I think it's interesting to note that Larry Shepp is Professor at the Statistics Department of Wharton Business School, although his health is deteriorating.

Answer 5

This is a great question bridging mathematics and philosophy. It raises the question “why should the number $e$ show up here at all?” It also got me thinking about what “intuitive” means; for example, the fact that $(1-1/n)^n\to1/e$ is not particularly intuitive unless you've seen this particular computation before. I’d like to interpret “intuitive” to mean “easy to see without much computation, assuming familiarity with some widely applicable general techniques.” Given that, there's a nice general way to see, all at once, why $e$ shows up when considering derangements, why the limit is $1/e$ in particular, and why the convergence is so fast:

In a nutshell, $e$ shows up since the definition of derangements can be expressed as a binomial convolution, leading to an expression of the exponential generating function $D(z)$ for the number $D_n$ of derangements as $e^{-z}/(1-z)$. $D(z)$ has a unique pole at $z=1$, which is simple with residue $e^{-1}$, so it’s immediate that $D_n/n!\to e^{-1}$. The convergence is fast in essence because there are no other poles and because the series for $e^{-z}$ converges quickly.

While I think this is intuitive, it hides a lot, so here are a few details. A good reference for the following is Philippe Flajolet and Robert Sedgewick, Analytic Combinatorics, Cambridge University Press (2009). Let $D_n$ denote the number of derangements of an $n$-set $X$. To understand $D_n$, let's count all permutations of $X$, grouped according to the number of fixed points. Given a $k$-element subset of $X$, there are exactly $D_{n-k}$ permutations which fix exactly these $k$ points (since the other $n-k$ must all move). As there are $\binom{n}{k}$ such subsets, we see immediately that $$ n! = \sum_{k=0}^n \binom{n}{k} D_{n-k}.\ (1)$$

The sum on the right-hand side is a “binomial convolution” of $\{D_n\}$ with the constant sequence $\{1\}$, so we’ll get a simple formula if we write down the exponential generating functions (egfs) of the sequences involved (e.g. see the wikipedia article.) The reason is that if $A(z)=\sum a_n z^n/n!$ and $B(z)=\sum b_n z^n/n!$ are the egfs of the sequences $\{a_n\}$ and $\{b_n\}$, then the egf of the binomial convolution $c_n=\sum_k \binom{n}{k}a_k b_{n-k}$ is just the product $A(z)B(z)$.

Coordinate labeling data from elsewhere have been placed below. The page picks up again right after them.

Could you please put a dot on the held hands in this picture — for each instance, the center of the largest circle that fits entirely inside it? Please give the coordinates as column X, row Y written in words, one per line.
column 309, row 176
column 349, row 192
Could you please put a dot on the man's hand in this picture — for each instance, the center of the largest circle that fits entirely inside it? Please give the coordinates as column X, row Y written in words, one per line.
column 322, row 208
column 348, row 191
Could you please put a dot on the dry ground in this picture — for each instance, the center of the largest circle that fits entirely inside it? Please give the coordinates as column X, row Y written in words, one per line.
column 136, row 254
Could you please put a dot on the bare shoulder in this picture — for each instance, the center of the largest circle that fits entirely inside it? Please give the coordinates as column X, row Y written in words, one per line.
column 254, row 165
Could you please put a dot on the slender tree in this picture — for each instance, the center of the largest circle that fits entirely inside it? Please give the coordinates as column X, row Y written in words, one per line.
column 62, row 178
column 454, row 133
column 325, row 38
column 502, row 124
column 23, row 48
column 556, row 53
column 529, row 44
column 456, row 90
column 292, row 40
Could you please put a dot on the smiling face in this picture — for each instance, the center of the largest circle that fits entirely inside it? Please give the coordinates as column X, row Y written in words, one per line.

Now, the egf of $\{n!\}$ is $1/(1-z)$, and the egf of the constant sequence $\{1\}$ is $e^z$. If we let $D(z)$ denote the egf of the derangement sequence $\{D_n\}$, then the binomial convolution $(1)$ becomes $$\frac1{1-z}=e^z D(z).$$

Thus we see $D(z)=e^{-z}/(1-z)$. The asymptotic behavior of the coefficients $D_n/n!$ is governed by the local behavior at the pole $z=1$; since $D(z) \approx e^{-1}/(1-z) = e^{-1}(1+z+z^2+\cdots)$ near the pole at $z=1$, we see immediately that $D_n/n!\to e^{-1}$. Intuitively, the convergence is rapid because the series for $e^{-z}$ converges quickly and there are no other poles to interfere.

Answer 6

Let be $N_{n}$ the number of permutations in $\mathfrak{S}_{n}$ with no fixed points. Let be $A_{i}$ the set of permutations of $\left\{ 1,\ldots,n\right\}$ that have $i$ as fixed point. We have $$\#\left(A_{i}\right)=\left(n-1\right)!$$ since $A_{i}$ coressponds to $\mathfrak{S}_{n-1}$ (permutations on $\left\{ 1,\ldots,i-1,i+1,\ldots,n\right\}$ ). Then, the number of permutations that have exactly $i_{1},\ldots,i_{k}\in\left\{ 1,\ldots,n\right\}$ as fixed points is$$\#\left(\bigcap_{j=i_{1},\ldots,i_{k}}A_{j}\right)=\left(n-k\right)!$$ since these permutations are in all the $A_{i_{1}},\ldots,A_{i_{k}}$.

Now we use the Poincaré formula (or also the inclusion/exclusion principle mentioned in the OP) :$$\#\left(\bigcup_{i}^{n}A_{i}\right)=\sum_{I\subset\left\{ 1,\ldots,n\right\} ,I\neq\emptyset}\left(-1\right)^{\#I+1}\#\left(\bigcap_{i\in I}A_{i}\right)=\sum_{I\subset\left\{ 1,\ldots,n\right\} ,I\neq\emptyset}\left(-1\right)^{\#I+1}\left(n-\#I\right)!=\sum_{k=1}^{n}\begin{pmatrix}n\\ k \end{pmatrix}\left(-1\right)^{k+1}\left(n-k\right)!$$ whence$$N_{n}=\#\left(\mathfrak{S}_{n}\setminus\bigcup_{i}^{n}A_{i}\right)=n!-\#\left(\bigcup_{i}^{n}A_{i}\right)=n!-\sum_{k=1}^{n}\begin{pmatrix}n\\ k \end{pmatrix}\left(-1\right)^{k+1}\left(n-k\right)!$$$$=\sum_{k=0}^{n}\left(-1\right)^{k}\frac{n!}{k!}.$$ Then, to have the probability $p$ to have a derangement, we divide by the number of all the possible permutations and get $$p=\sum_{k=0}^{n}\frac{\left(-1\right)^{k}}{k!}\longrightarrow e^{-1}$$ when $n\rightarrow+\infty$.

Here my probability space $\left(\Omega,\mathcal{F},\mathbb{P}\right)$ is given by $\Omega=\mathfrak{S}_{n}$ , $\mathcal{F}=\mathcal{P}\left(\Omega\right)$ and $\mathbb{P}\left(A\right)=\frac{\#A}{n!}$ for all $A\subset\mathfrak{S}_{n}$ .